As a sanity-check, I resized the example image (1080p.bmp) to 480x848, and passed it through the detect_demo_x11. Again, nothing was predicted (see below).

(npu) khadas@biped1 detect_demo_picture git:(master) ✗ ./detect_demo_x11 -m 4 -p 848p.bmp 
W Detect_api:[det_set_log_level:19]Set log level=1
W Detect_api:[det_set_log_level:21]output_format not support Imperfect, default to DET_LOG_TERMINAL
W Detect_api:[det_set_log_level:26]Not exist VSI_NN_LOG_LEVEL, Setenv set_vsi_log_error_level
det_set_log_config Debug
det_set_model success!!

model.width:416
model.height:416
model.channel:3

Det_set_input START
Det_set_input END
Det_get_result START
Det_get_result END

resultData.detect_num=0
result type is 0

I am surprised because looking through the source code (i.e. in int ge2d_init(int width, int height) inside of the file aml_npu_app/detect_library/sample_demo_x11/main.cpp), it looks to me like the image is in any case resized to the model’s input shape (i.e. 416x416).

Does anyone know why the input size of the image matters so much?

Thank you kindly

Frank · March 3, 2022, 12:52am

@arthurgassner

github.com

khadas/aml_npu_app/blob/master/detect_library/sample_demo_x11/main.cpp#L72

    
      
          	{ "height",         required_argument,  NULL,   'h' },
          	{ "facenet_f",      required_argument,  NULL,   'f' },
          	{ "help",           no_argument,        NULL,   'H' },
          	{ 0, 0, 0, 0 }
          };
          
          

          
// ge2d
          aml_ge2d_t amlge2d;
          
          
#define MAX_HEIGHT  1080
          #define MAX_WIDTH   1920
          
          
int height = MAX_HEIGHT;
          int width = MAX_WIDTH;
          
          
int facenet_falge = 0;
          
          
using namespace std;
          using namespace cv;

The source code is developed, you can study it yourself. In fact, it is very simple here, as long as you use the opencv interface to scale the image. The demo uses 1920x1080 by default

arthurgassner · March 3, 2022, 9:02am

Thank you for the quick answer @Frank

I changed the sample_demo_x11/main.cpp source code so that

# define  MAX_HEIGHT  480 
# define  MAX_WIDTH   848

After compilation, I tried it by running

./detect_demo_x11 -m 4 -p 848p.bmp

It does detect something, but the prediction is wrong (see below)

Do I need to change anything else in the code?

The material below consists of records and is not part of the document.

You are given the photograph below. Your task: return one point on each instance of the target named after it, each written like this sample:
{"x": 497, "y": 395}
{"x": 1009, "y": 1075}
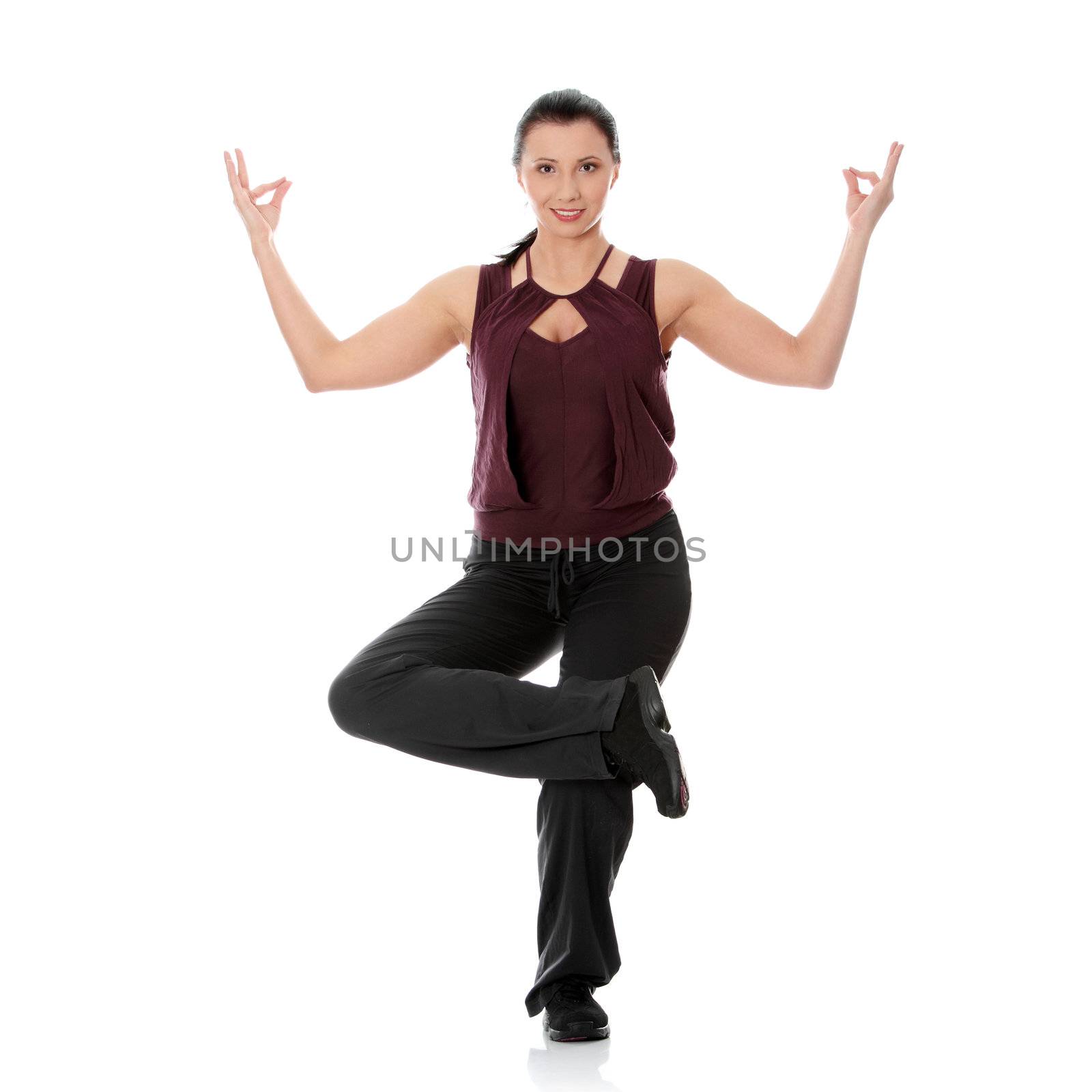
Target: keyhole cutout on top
{"x": 558, "y": 324}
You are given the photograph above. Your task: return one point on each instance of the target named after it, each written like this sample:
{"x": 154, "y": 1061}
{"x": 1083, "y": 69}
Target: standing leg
{"x": 629, "y": 614}
{"x": 444, "y": 684}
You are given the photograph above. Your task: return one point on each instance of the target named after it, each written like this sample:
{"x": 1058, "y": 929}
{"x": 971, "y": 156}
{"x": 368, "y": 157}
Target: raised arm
{"x": 702, "y": 311}
{"x": 392, "y": 347}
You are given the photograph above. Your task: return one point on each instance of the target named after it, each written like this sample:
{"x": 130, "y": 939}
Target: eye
{"x": 545, "y": 165}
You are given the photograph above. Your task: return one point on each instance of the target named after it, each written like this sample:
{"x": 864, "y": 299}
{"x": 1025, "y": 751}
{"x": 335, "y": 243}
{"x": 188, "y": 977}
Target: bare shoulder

Thank you again for the help and a great end of the week
Arthur

Frank · March 3, 2022, 9:04am

@arthurgassner I think your OPENCV interface should not be handled correctly, I think you need to briefly understand how opencv scales the image. I think your data here is seriously deformed, which leads to biased recognition results

arthurgassner · March 3, 2022, 9:30am

@Frank

Do you think it’s my OPENCV install that is wrong then?

I kept the image ratio (to avoid deforming the image, evening slightly) and changed sample_demo_x11/main.cpp to

#define MAX_HEIGHT 480
#define MAX_WIDTH 853

Compiling the code and testing it on a 480x853 image, nothing is detected.

But if I manually rescale the 480x853 image to 1080x1920 (resulting in a slightly pixelated image) then, the person is detected (changing MAX_HEIGHT and MAX_WIDTH in the main.cpp of course)

Am I missing something?

Thank you for your help

arthurgassner · March 9, 2022, 4:09pm

@Frank do you have any idea of what it might be? I’m still stuck on this unfortunately

A great day to y’all!

Frank · March 10, 2022, 12:45am

@arthurgassner Did you know how use resize function in your code ? I think you should check the api doc with OpenCV

arthurgassner · May 25, 2022, 7:55am

As it turns out, the reason the prediction was wrong is that the model expected the input image’s width to be a multiple of 32.

Rescaling the image to a width of 832px fixed it.